Ao retirar as pedras do solo se evidencia o que há por baixo, um outro lugar, em alguns casos revelava-se o caráter esbranquiçado do solo. Pelo ato contínuo de modificar o solo é possível dar a ele formas diversas pouco compreendidas quando nelas se estão. Assim são as linhas de Nazca que conformam imensos desenhos de animais, padrões e seres sobre o território no sul do Peru. Estes “mapas”, vistos do chão, tornam-se imperceptíveis. De perto, os desenhos pouco se revelam, escondendo o caráter monumental do todo. Já de cima, são impactantes, como se fossem capazes de dialogar com algo para além do olhar humano e como se demonstrassem nossa capacidade de operar, há muito tempo, com a escala do território, reorganizando a experiência da paisagem através de seus caminhos.
Como dizia Fernando Pessoa, percebemos a existência de vales e montanhas, planícies e florestas, rios e pedras, mas não entendemos claramente que isso faz parte de um todo, afinal, só somos capazes de conhecer o mundo por suas partes. Por outro lado, a humanidade, nos últimos séculos, pareceu buscar inversamente seu contrário - a totalidade e o domínio de sua concepção, seja de natureza, seja de mundo. Não à toa, inúmeros sistemas foram criados para que pudessem dar conta daquilo que a experiência individual humana não era capaz de apreender. Por meio de abstrações, latitudes e longitudes mapearam todo o globo, assim como qualquer sistema de coordenadas é capaz de cartografar um espaço dado. A partir de uma grelha cartesiana localiza-se qualquer ponto no planeta.
FIELDS, SHADE AND SHELTERS
For centuries, we have sought ways to relate to large scales. Immersed in the immensity of the ocean, stargazers detected patterns to assist their location and defined fixed points for people who were sailing in areas with no limits or references. Observing the celestial landscape became a way of perceiving and situating ourselves in the vastness of our planet. This desire to relate to the transcendental dimension of landscapes goes back to prehistoric traditions.

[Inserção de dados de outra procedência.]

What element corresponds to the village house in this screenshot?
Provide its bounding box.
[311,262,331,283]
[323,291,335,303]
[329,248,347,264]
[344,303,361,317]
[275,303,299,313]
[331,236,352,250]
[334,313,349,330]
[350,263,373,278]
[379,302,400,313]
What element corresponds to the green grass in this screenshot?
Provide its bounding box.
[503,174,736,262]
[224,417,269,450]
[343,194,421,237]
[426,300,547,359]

When stones are removed from the ground, what is exposed underneath is a different place, in some cases the whitish nature of the soil. Continuous modification of that soil allows it to take on different forms which are not immediately comprehensible when we are right on them. This is what happens with the Nazca lines, massive drawings of animals, patterns and beings in southern Peru. Viewed on the ground, these 'maps' are imperceptible. Seen close up, their lines reveal little and hide the monumental nature of the whole. Seen from above, however, they are astonishing, as if they were communicating with something beyond the human eye; as if their lines were aimed at proving our ability to work with the territorial scale and reorganise our experience of the landscape.

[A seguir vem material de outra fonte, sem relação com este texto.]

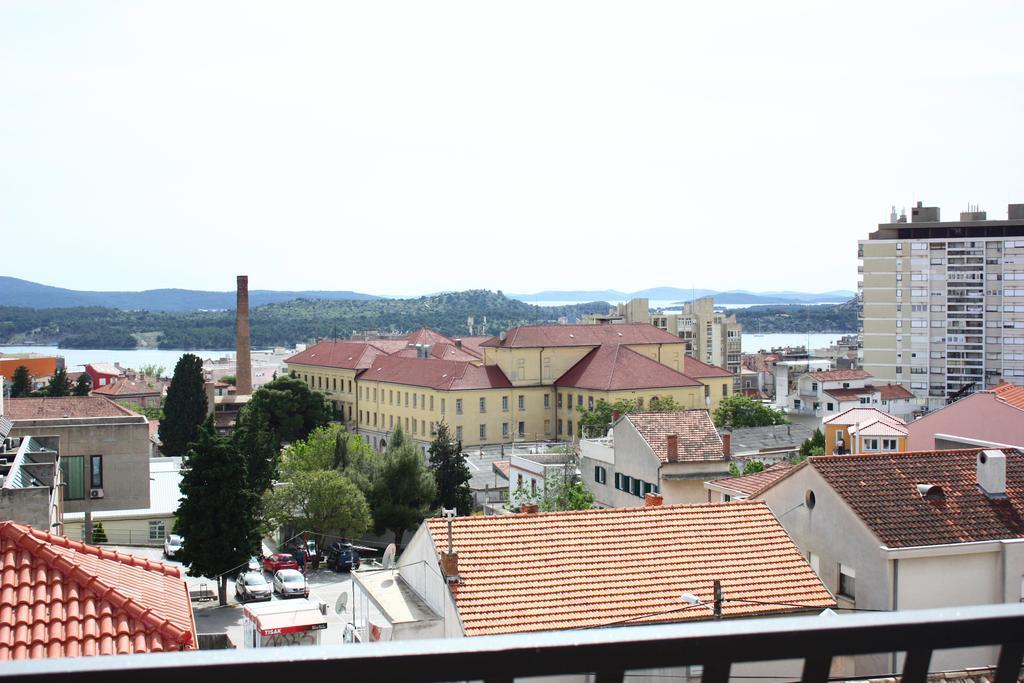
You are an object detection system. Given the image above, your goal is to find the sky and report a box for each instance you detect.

As Fernando Pessoa said, we know that valleys and mountains, plains and forests, rivers and stones exist, but we do not clearly realise that they are part of a whole because we can only know the world through its parts. In recent centuries, humanity seems to have been seeking its opposite in reverse: the totality and the dominion of its conception, everything in nature and the world. It is not by chance that countless systems have been created to allow us to comprehend what individual human experience cannot grasp. Abstractions allow latitudes and longitudes to map the whole world, in the same way that any system of coordinates allows a given space to be mapped. Any point on the planet can be located using a Cartesian grid.

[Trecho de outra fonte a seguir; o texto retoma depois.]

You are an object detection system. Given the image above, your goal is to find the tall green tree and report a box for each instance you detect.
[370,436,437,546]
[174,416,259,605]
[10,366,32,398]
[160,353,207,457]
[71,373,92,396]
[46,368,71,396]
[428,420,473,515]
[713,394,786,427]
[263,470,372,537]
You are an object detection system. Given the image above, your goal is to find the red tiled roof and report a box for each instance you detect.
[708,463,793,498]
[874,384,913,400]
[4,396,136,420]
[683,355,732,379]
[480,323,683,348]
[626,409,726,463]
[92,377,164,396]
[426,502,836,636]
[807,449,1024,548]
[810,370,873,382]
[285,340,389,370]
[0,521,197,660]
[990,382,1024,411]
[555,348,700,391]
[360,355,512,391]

No Jalapão, seus generosos campos savânicos e suas veredas nos colocam frente a frente com esta questão. Diferente dos mapas cartográficos, a estratégia da grelha, neste caso, não tem como desejo a localização, mas uma espécie de ordenação capaz de estabelecer relações diversas com a paisagem bem como de organizar a distribuição dos usos e construções que pontuam o território. Permite uma aproximação mais franca com a paisagem, inserindo um sistema de referências que se espalha por seu relevo, possibilitando decupar a grande escala em pequenos fragmentos e relações.
Inserir-se nesta paisagem, compreendendo a beleza exuberante de sua conformação, tem a intenção de estabelecer algum tipo de ordenação sensível da visão e do território bem como confundir-se com o meio em que se insere. De mesmo modo, uma experiência genuína deste oásis depende do duplo movimento de orientação e desorientação, do corpo e do olhar, seja diante de situações de espaços delimitados e amparados, seja diante da experiência do abismo, de completo descortinamento de seu horizonte. Coloca-nos diante do infinitamente grande das chapadas ao infinitamente pequeno do detalhe de suas flores, embaralhando nossas concepções cartesianas, bem como nossos sentidos.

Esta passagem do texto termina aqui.